# Please help, need some advice for suspected fin rot.



## Danyel (Mar 20, 2006)

I noticed two of my corys have a sections of fin/tail missing. One is missing a strip on his tail and another is missing a chunk on his dorsal fin, this one has also been lying still(more than usual). Firstly, Does this sound like fin rot? How should I go by treating this?


----------



## Danyel (Mar 20, 2006)

Would I get a reply if I said I was pis*ed at petco?  Just Joking, I know no one around here has never heard of fin rot- let alone treated it...  Ok, well I'll go ask around some where else


----------



## lashalove (Dec 19, 2006)

Yeah, I know how you feel about not getting answers...

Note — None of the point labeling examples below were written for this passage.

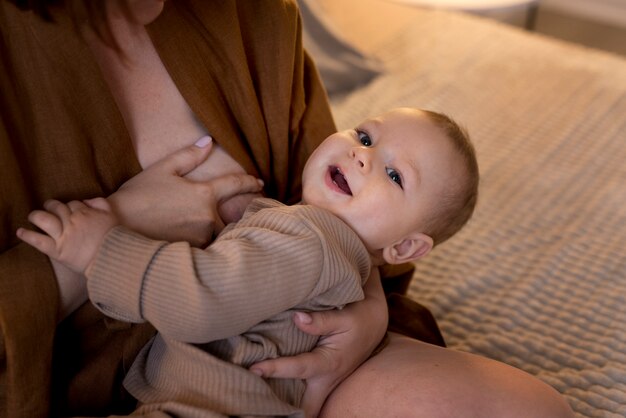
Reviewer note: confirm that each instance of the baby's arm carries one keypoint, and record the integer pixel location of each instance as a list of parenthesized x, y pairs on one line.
[(72, 232)]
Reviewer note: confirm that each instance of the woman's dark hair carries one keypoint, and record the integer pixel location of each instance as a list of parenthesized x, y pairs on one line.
[(94, 12)]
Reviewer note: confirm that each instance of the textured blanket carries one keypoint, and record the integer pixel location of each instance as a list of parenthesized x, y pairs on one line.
[(538, 277)]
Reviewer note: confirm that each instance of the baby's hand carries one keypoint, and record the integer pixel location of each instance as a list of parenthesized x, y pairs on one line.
[(72, 232)]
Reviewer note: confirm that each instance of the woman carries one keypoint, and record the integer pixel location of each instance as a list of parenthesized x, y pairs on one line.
[(99, 94)]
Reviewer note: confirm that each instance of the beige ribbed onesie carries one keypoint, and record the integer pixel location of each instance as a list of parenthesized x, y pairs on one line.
[(221, 309)]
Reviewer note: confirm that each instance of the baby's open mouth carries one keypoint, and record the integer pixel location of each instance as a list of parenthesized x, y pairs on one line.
[(338, 178)]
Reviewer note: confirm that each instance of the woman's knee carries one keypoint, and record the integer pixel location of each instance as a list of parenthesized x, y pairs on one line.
[(409, 378)]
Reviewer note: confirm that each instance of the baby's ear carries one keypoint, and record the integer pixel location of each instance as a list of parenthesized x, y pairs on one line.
[(408, 249)]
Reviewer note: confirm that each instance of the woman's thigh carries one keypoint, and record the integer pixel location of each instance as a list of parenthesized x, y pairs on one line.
[(413, 379)]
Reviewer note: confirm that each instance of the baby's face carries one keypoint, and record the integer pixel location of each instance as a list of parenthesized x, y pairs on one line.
[(383, 178)]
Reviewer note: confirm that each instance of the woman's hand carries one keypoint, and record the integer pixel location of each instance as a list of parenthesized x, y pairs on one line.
[(161, 204), (348, 338)]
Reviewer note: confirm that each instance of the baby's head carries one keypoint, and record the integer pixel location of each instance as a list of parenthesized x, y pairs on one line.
[(405, 181)]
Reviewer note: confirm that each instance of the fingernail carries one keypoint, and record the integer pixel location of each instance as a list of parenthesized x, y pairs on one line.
[(204, 141), (258, 372), (304, 318)]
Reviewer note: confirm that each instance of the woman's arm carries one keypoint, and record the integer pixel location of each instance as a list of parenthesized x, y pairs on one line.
[(190, 209), (349, 337)]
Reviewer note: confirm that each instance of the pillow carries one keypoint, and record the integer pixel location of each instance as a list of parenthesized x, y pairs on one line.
[(341, 66)]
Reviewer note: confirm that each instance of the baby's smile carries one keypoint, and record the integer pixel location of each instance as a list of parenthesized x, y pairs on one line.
[(339, 180)]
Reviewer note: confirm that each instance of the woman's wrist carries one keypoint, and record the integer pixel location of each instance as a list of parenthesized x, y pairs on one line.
[(72, 289)]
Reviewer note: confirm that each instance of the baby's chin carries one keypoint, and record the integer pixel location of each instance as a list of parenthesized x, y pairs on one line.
[(232, 209)]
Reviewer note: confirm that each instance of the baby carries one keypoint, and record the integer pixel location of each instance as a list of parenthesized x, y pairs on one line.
[(387, 191)]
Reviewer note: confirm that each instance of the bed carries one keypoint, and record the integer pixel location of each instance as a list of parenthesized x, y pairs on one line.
[(537, 279)]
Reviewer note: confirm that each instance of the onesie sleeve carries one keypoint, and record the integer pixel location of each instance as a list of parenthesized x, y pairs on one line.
[(195, 295)]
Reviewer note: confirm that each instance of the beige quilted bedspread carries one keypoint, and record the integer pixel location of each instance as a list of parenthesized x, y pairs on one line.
[(538, 277)]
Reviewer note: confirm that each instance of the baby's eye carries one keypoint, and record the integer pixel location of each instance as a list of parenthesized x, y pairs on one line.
[(394, 176), (364, 138)]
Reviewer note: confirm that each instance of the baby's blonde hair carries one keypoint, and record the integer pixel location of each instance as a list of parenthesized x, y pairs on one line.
[(457, 204)]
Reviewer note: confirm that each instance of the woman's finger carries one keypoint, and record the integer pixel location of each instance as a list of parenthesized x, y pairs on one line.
[(60, 209), (185, 160), (47, 222), (321, 322), (75, 205), (301, 366), (231, 185), (40, 241)]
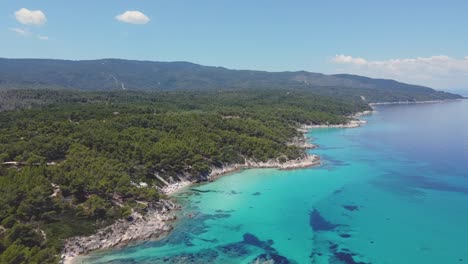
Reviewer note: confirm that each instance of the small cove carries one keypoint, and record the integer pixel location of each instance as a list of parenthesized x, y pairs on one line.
[(392, 191)]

I've never dealt with finrot so I can't help you there. Are you sure their not getting nipped by a tankmate? A couple of my cories got mauled by the pleco i had and got some ragged fins.


----------



## Cichlidsrule (Nov 8, 2006)

Could be tail rot, could be they're fighting. Do you have any algae eaters? Lashalove's right, I heard that Chinese algae eaters get territorial & nippy when they get older and so do plecos....


----------



## Damon (Jan 18, 2005)

Its not finrot. Doesn't fall in the normal pattern. Something took a chunk out of his/her tail(s). It can lead to finrot though. Just keep the water clean and if you like, add some melafix.


----------